February 23, 2006: Charlottesville police seize personnel and patient records from Whisper Ridge hospital and begin a criminal investigation.

March 2006: Interviews between a coordinator at the hospital and the OL reveal several situations in which staff were accused of having sex with residents or writing sexual letters to them.

March 6, 2006: A report shows how the hospital is correcting staff response to assault incidents. One staff member was fired and two others were “reeducated” and counseled.

April 11, 2006: The OL releases their investigation report and makes recommendations in a Corrective Action Plan.

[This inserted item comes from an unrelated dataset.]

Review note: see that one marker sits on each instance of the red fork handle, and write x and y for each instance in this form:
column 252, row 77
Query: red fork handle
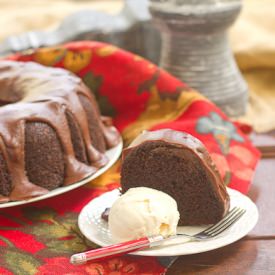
column 116, row 249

In response to “Humiliating, degrading or abusive behavior,” the Department of Mental Health, Mental Retardation and Substance Abuse Services advised, “Continue to focus on education, supervision of staff and therapeutic programs to deliver safe and effective treatment to residents…Performance improvement must be the culture of the organization and not just compliance.” The Corrective Action plan provided provisions for reporting all incidents to the Office of Licensing and the Charlottesville Police. A new management staff, documents say, will guarantee human rights for the residents. Documents also indicate that “employee disciplinary actions” had been completed at the time of the report.

June 2006: Whisper Ridge is allowed to stay open by reaching an agreement with the licensing agency. They agree to pay $30,000 in fines and promised to reform their policies. By that time, the number of residents at the facility had fallen from 60 to six patients.

July 2006: The Daily Progress prints an article saying Whisper Ridge is on track towards remedying its violations. (An employee at Whisper Ridge who declined to be named out of concern for his employment told C-VILLE last week that a change in administrative staff earlier in the year had turned things around at the hospital.)

August 21-22, 2006: Charlottesville Police charge Melissa Pohl Sargeant, a former employee at the hospital, with two counts of contributing to the delinquency of a minor and failure to report child abuse. Specifically, she had knowledge about the 15-year-old who Michael Prosise allegedly abused. Jenicia Minter, a former employee, is also charged with contributing to delinquency. Three others: Bryan Antwann Vaughan, Bianca Nicole Johnson and Michael Prosise are charged with abusing residents.

September 12, 2006: State authorities continue to investigate Whisper Ridge. They will determine if incidents over the summer were in violation of the June agreement. Sargeant and Minter have been ordered to appear in court October 16 for the delinquency charges. Court dates for the other defendants are impending.